Литература двадцатых не предложила сколько-нибудь ярких производственных романов. Критика вцепилась в «Цемент Гладкова», потому что все остальное в этом жанре было уж вовсе некондиционно; даже в тридцатые, когда к борьбе за производственный роман подключились лучшие литературные кадры из уцелевших — Валентин Катаев, Мариэтта Шагинян, Илья Эренбург, — читать «Гидроцентраль» или «День второй» можно было только на безрыбье.
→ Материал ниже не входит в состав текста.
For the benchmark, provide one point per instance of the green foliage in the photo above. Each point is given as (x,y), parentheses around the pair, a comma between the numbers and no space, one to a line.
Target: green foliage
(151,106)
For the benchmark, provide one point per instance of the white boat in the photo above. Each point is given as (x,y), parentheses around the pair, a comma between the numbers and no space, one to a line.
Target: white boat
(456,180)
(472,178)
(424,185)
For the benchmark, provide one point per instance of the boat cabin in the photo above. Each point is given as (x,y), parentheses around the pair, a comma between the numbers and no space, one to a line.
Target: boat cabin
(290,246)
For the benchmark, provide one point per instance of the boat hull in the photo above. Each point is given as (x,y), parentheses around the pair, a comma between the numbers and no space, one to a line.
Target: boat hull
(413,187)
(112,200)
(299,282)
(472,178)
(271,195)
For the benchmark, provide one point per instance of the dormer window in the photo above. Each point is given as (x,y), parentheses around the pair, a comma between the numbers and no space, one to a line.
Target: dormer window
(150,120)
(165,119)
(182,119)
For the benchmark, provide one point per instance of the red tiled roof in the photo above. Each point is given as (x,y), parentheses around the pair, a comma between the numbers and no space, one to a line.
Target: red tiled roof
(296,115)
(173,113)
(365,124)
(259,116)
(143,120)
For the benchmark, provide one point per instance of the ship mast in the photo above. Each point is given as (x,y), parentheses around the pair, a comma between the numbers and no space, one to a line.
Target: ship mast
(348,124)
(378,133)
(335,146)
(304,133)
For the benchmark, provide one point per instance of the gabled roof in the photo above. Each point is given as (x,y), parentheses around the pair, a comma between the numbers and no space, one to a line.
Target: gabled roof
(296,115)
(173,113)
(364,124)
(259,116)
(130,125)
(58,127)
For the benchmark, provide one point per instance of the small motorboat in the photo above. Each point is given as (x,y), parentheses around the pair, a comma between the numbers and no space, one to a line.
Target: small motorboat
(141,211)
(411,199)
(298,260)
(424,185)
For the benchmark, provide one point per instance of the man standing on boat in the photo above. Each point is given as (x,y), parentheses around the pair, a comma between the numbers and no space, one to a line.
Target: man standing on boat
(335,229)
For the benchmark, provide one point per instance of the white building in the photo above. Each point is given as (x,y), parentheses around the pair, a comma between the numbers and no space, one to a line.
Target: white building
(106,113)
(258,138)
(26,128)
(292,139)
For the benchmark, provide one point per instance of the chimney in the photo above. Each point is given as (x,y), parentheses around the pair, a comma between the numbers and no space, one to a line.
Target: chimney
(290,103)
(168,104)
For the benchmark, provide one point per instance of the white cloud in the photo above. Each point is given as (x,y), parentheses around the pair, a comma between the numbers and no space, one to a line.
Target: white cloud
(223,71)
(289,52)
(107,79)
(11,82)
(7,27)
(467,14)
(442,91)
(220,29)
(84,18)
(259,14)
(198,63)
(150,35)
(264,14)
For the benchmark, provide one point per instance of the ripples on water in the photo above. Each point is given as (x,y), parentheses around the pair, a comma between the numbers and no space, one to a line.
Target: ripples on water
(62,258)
В двадцатые альтернатива еще наличествовала: пышно расцвел советский любовный роман, параллельно развивался плутовской. То-то и чудо, что величайшая из мировых революций осталась не отображена в прозе. В поэзии кое-что было, в основном по горячим следам, в драматургии тоже, но проза двадцатых, еще не загнанная в идеологическое русло, от революции отворачивалась. Интересней было рассказывать о похождениях Великого провокатора Хулио Хуренито, Великого комбинатора Остапа Бендера и прочих прелестных авантюристов: Невзорова из «Ибикуса» А. Толстого, «Растратчиков» Катаева, «Форда» Юлия Берзина, Обольянинова из булгаковской «Зойкиной квартиры». Писатели с куда большей охотой писали, а читатели читали авантюрные романы, но уж никак не историю партизанской борьбы или пролетарского трудового подвига.